Александр Иличевский - Ай-Петри (нагорный рассказ)
Вообще, нервишки стали сдавать уже в конце первой недели. Ночью я не расставался с ракетницей и один раз с испугу саданул по шебуршившему неподалеку ли́су. Куст, в котором он прятался, даром сгорел, а от самой зверушки не осталось ничего, кроме оскаленной мумии и запятой зловонного помета. Я горевал, сетуя на нечаянную жестокость. Позже как раз выяснилось, что зверей следовало опасаться в наименьшей степени.
В пути дважды встретились скиты — лачуги, срубленные крепко, «в лапу», крытые корой и почерневшей дранкой. Ухоженные, выметенные, с мягкой лежанкой, устланной ветками лиственницы и папоротником, с печурой и поленицей, уложенной стожком. Двуперстые тусклые иконы означали красный угол, украшенный пучками чабреца и венками сухих цветов. И я смутно припоминал, что когда-то слышал о тайных монастырях старообрядцев-скрытников, схороненных где-то между Обью и Енисеем, настолько труднодоступных, что уже сам путь послушника был вступительным испытанием на благодать и смирение.

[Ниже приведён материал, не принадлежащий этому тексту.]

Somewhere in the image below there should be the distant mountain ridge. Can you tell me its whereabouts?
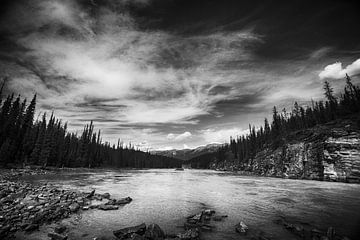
[151,143,224,160]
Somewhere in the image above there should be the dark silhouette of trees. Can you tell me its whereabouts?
[222,75,360,169]
[0,78,182,168]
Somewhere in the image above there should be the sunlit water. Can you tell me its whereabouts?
[19,169,360,240]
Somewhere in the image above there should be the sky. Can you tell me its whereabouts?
[0,0,360,150]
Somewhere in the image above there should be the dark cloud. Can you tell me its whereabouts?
[0,0,360,148]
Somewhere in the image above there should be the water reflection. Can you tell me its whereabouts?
[21,170,360,239]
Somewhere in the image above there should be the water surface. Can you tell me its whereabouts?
[20,169,360,240]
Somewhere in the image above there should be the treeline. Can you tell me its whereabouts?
[222,75,360,168]
[0,81,181,168]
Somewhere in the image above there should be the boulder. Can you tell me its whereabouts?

Внутри скитов пахло чистотой, дымком, смолой и лугом, — и мысль о годе уединенной жизни здесь, в тайге, вдали от муки жизни ненадолго овладевала мной. Однако, хотя и представлялось заманчивым переночевать в уюте, я спешил ретироваться, не смея дотронуться ни до одного предмета.

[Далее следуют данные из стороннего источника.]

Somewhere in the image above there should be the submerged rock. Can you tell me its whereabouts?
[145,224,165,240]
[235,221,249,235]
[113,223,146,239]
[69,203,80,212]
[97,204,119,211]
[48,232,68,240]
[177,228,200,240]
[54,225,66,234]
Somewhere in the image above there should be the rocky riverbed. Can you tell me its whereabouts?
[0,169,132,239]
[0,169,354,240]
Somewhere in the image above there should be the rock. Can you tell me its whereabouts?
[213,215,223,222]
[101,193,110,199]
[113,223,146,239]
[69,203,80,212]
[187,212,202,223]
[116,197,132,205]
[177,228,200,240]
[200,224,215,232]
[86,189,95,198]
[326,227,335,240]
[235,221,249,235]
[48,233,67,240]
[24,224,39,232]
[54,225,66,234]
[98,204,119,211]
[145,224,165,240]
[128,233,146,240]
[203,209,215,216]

А однажды я вышел на настоящий лесной огород, с грядками репы, свеклы, капусты. Оттуда слабая тропа привела меня к бугорку землянки. На крыше ее, покрытой мхом, пританцовывала привязанная коза. У входа курились угли, рядом с кострищем была разложена деревянная посуда. Тут же стояло детское пластмассовое ведерко с куском медовых сот. Я позвал: «Есть кто живой?» — но поняв, что хозяева не желают со мной общаться, поклонился и, пятясь, двинулся в обход.
Но только я повернулся, как наткнулся на человека. Это была женщина, вся в белом. Она смотрела вбок и вверх и округло проводила рукой, ограждая себя.

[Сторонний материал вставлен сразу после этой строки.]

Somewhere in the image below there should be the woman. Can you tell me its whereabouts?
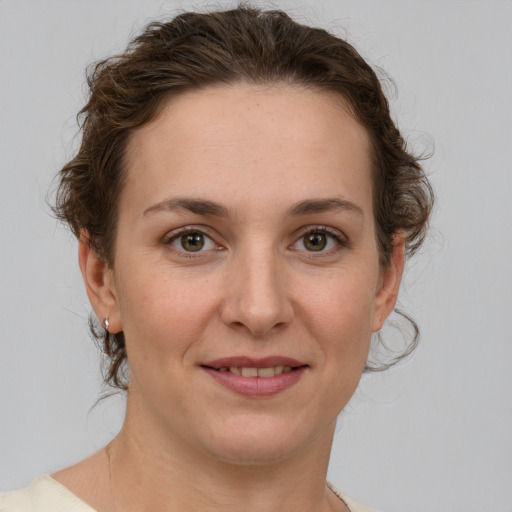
[0,8,432,512]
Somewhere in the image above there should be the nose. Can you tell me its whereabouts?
[221,243,294,338]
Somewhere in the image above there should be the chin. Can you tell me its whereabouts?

Кричать я не мог, пропал голос. Я рухнул с рюкзаком на колени и не мог уже больше подняться. Я бы бежал что есть силы, но вместо — я неподвижно рыдал, хрипел, не знаю, что на меня нашло, я не подозревал, что способен на такое…
Я перестал реветь, когда понял, что эта женщина слепая. В белом холщовом одеянии, высоко подпоясанная солдатским ремнем, ужасно бледная, в тугой косынке, с зрачками, растворившимися в белесой радужке… — я не решался на нее смотреть, ее облик пугал меня.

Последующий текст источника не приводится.